Thursday, July 12, 2007

Idioms: differences between corpora

One of the arguments that came up yesterday was that idioms are simply not reflected in the frequency counts because the corpora don't reflect the type of language use in which these idioms would usually occur. Michael Stout suggests something similar in his comment.

It is certainly true that particular words, expressions, and forms vary quite considerably in their distribution and frequency on a scale that is often seen as ranging from spoken/informal language to written/academic language. (In fact this is probably better seen as multidimensional space, but that's another issue.) Indeed, if we look at fuck, we can see that it is strikingly common in spoken conversation, occurring 136 times pmw in the BNC vs. 1.63 times pmw in the academic subcorpus.
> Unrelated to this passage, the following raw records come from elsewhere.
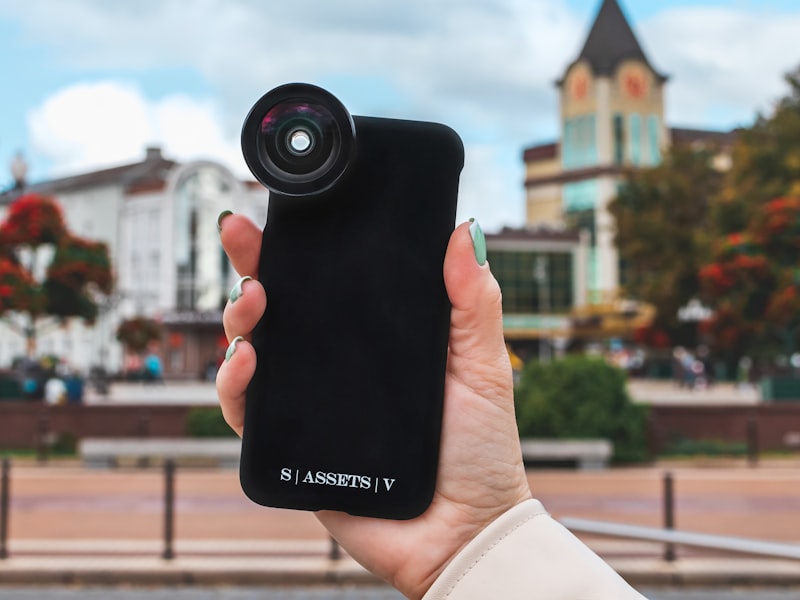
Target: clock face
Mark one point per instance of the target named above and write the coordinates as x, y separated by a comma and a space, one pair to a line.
634, 82
578, 85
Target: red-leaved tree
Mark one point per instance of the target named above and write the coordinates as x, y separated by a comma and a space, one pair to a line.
754, 283
47, 275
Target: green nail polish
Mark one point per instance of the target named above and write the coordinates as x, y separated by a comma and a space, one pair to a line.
221, 216
232, 348
237, 290
478, 241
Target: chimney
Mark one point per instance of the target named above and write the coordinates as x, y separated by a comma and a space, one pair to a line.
152, 153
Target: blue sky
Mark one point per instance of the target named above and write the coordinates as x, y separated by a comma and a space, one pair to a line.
89, 83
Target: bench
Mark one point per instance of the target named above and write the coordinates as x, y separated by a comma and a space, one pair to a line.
198, 452
589, 454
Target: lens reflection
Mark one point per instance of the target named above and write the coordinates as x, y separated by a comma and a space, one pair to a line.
299, 138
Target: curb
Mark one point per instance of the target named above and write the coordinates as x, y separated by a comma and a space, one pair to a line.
248, 571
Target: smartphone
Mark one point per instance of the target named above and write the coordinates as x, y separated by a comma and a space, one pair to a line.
344, 411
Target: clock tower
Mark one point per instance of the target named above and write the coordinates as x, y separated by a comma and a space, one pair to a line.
612, 117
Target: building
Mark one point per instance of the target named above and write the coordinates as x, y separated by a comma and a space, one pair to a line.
611, 102
541, 273
159, 220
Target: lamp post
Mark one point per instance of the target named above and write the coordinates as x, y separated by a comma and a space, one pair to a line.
19, 171
540, 275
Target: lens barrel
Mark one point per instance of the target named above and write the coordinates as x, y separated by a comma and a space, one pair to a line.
298, 139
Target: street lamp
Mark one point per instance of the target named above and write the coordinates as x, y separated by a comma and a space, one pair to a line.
541, 278
19, 171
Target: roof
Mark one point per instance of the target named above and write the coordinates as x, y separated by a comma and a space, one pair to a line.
683, 135
539, 233
547, 151
147, 174
611, 40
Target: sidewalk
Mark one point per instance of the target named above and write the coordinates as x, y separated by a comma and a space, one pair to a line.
650, 391
665, 392
230, 563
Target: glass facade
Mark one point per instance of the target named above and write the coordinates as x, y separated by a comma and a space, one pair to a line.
534, 282
635, 139
579, 146
580, 195
653, 139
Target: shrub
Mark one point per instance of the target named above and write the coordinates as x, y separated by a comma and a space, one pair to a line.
207, 421
581, 397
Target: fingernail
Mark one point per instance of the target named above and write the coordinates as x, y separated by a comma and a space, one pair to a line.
232, 348
237, 290
478, 241
221, 216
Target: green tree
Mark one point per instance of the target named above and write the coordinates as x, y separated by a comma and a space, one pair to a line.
663, 216
581, 397
47, 275
754, 284
765, 163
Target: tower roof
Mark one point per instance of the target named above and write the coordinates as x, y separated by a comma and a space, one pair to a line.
612, 40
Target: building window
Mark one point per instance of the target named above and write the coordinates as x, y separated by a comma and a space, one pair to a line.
618, 128
653, 138
583, 219
522, 294
580, 195
635, 140
580, 142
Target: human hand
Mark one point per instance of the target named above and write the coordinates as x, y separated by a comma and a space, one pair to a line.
480, 474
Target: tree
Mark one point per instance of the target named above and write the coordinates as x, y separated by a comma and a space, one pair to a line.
47, 275
753, 275
765, 163
663, 217
754, 284
581, 397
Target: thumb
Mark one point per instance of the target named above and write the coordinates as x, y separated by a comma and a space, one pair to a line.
476, 322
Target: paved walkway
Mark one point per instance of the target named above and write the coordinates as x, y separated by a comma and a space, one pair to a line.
68, 524
644, 390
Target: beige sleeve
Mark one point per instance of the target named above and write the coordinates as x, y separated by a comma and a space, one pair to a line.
525, 555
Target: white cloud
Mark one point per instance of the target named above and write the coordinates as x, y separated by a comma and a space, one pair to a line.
725, 63
485, 67
91, 125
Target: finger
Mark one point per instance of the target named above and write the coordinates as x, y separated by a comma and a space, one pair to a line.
477, 315
241, 239
245, 307
233, 378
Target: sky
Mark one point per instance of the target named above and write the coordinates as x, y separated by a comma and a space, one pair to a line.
88, 84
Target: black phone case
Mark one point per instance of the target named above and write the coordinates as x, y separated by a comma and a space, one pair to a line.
344, 411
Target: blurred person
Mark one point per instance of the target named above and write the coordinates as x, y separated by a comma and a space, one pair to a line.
483, 536
153, 369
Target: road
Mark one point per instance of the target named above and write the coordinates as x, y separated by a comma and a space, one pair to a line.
71, 503
78, 593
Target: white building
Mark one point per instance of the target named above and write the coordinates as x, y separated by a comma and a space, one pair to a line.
159, 219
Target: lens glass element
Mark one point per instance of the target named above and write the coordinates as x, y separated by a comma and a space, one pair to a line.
300, 138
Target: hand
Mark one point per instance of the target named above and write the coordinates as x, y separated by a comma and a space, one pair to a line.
480, 465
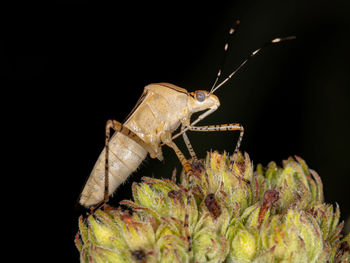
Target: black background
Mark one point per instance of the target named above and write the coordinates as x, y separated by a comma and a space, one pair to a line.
70, 67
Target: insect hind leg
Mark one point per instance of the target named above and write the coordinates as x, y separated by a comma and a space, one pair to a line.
189, 173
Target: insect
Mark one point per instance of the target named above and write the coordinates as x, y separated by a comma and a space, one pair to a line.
160, 111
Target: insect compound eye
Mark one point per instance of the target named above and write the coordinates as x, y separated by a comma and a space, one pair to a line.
200, 96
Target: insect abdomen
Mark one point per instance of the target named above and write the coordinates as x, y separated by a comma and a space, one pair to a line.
125, 155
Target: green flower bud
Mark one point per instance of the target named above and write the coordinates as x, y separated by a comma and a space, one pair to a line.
225, 213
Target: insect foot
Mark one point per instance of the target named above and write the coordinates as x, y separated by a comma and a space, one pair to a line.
280, 216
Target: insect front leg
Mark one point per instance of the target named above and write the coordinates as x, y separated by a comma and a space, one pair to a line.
188, 145
166, 138
224, 127
118, 127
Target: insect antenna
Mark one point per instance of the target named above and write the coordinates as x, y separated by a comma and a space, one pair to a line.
271, 42
233, 29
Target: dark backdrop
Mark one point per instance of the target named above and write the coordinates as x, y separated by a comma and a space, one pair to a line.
72, 67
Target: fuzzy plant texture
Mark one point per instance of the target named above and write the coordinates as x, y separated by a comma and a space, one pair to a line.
234, 214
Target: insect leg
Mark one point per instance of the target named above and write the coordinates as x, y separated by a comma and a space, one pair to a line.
118, 127
189, 146
188, 171
224, 127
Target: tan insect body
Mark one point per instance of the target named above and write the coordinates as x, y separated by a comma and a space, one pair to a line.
162, 109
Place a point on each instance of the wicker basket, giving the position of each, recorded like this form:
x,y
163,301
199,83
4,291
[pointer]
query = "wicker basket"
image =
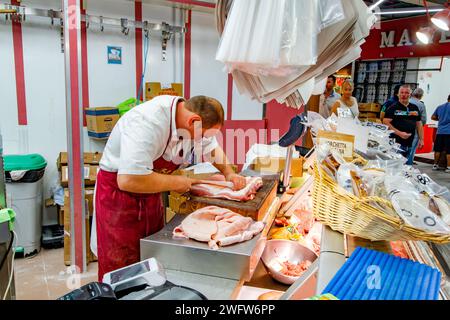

The following look at "hit the jackpot" should show the range in frequency of these types of idioms:
  • From yesterday, we have 0.32 occurrences per million words in the BNC. Looking at the subcorpora, we have a high of 1.88 pmw in News.
  • In the Time corpus, we have 0.8 pmw with a high of 2.0 pmw in 1940s.
  • The MICASE corpus that Michael mentioned in his comment yesterday has zero instances of "hit the jackpot" in 1,848,364 words. MICASE is unscripted 'merican speech at universities, mostly in lectures and academic discussions.
  • The Enron e-mail corpus has 18 occurrences of "hit the jackpot" in 96.3 million words (about 0.2 pmw; but a number of them are duplications)
  • The first release of the ANC is 11 million words. "Jackpot" occurs 3 times, but "hit the jackpot" does not occur.
  • The million-word Brown corpus, which is an early US written-text corpus has no instances of "jackpot".
  • The Corpus of Spoken, Professional American-English does not have any instances of "jackpot" in its sample of 42,739 words.
  • Nor does the 2-million word US talk TV corpus at Lextutor.
  • I don't have access to the The Wellington Corpus of Spoken New Zealand English, but if anyone else does, please let me know the results. I'll bet that they are all in the same range. [update: July 23| Bernadette Vine, who manages the corpus, was kind enough to do a search for me. She reports that there are no instances of 'hit the jackpot' in the one-million-word corpus.]
    [Update2: Oct 9, 2011. Some new corpora have become available, so I've added them below.]
  • In the Corpus of Current American English, we have a high of 0.61 in magazines and a low of 0.05 in academic writing.
  • And here's the frequency in the Google Books corpus throughout the 20th century, which maxes out at 0.06 pmw.

So, overall, we nothing goes above 2.0 and most are much lower. I would be very surprised, then, to find a situation in which "hit the jackpot" occurs at, say, about 30 pmw or more, at least not one that is going to be relevant to many learners of English.
Tomorrow, more about what exactly "common" would mean for a learner (hint: see the previous paragraph.)
In this series: Idioms, Where's the cutoff, & Interpreting the frequencies

2 comments:

reineke said...

http://subtlexus.lexique.org/

worth checking out, this corpus was based on movie and sitcom scripts.

jackpot:

189 occurrences in the entire corpus of 51 million words
3.7 occurrences per million words
The word occurs in 148 movies (out of some 8,000)

Bingo 12.55 occurrences per million words
0.17 in the BNC

The f word 378 occurrences per million words

Some other (hopefully) interesting comparisons here:

http://learnalanguageortwo.blogspot.com/2009/04/corpora-comparison-by-frequency.html

Brett said...

Thanks for the data.

The full idiom, hit the jackpot occurs there 51 times or once per million words, right in the middle of our established range.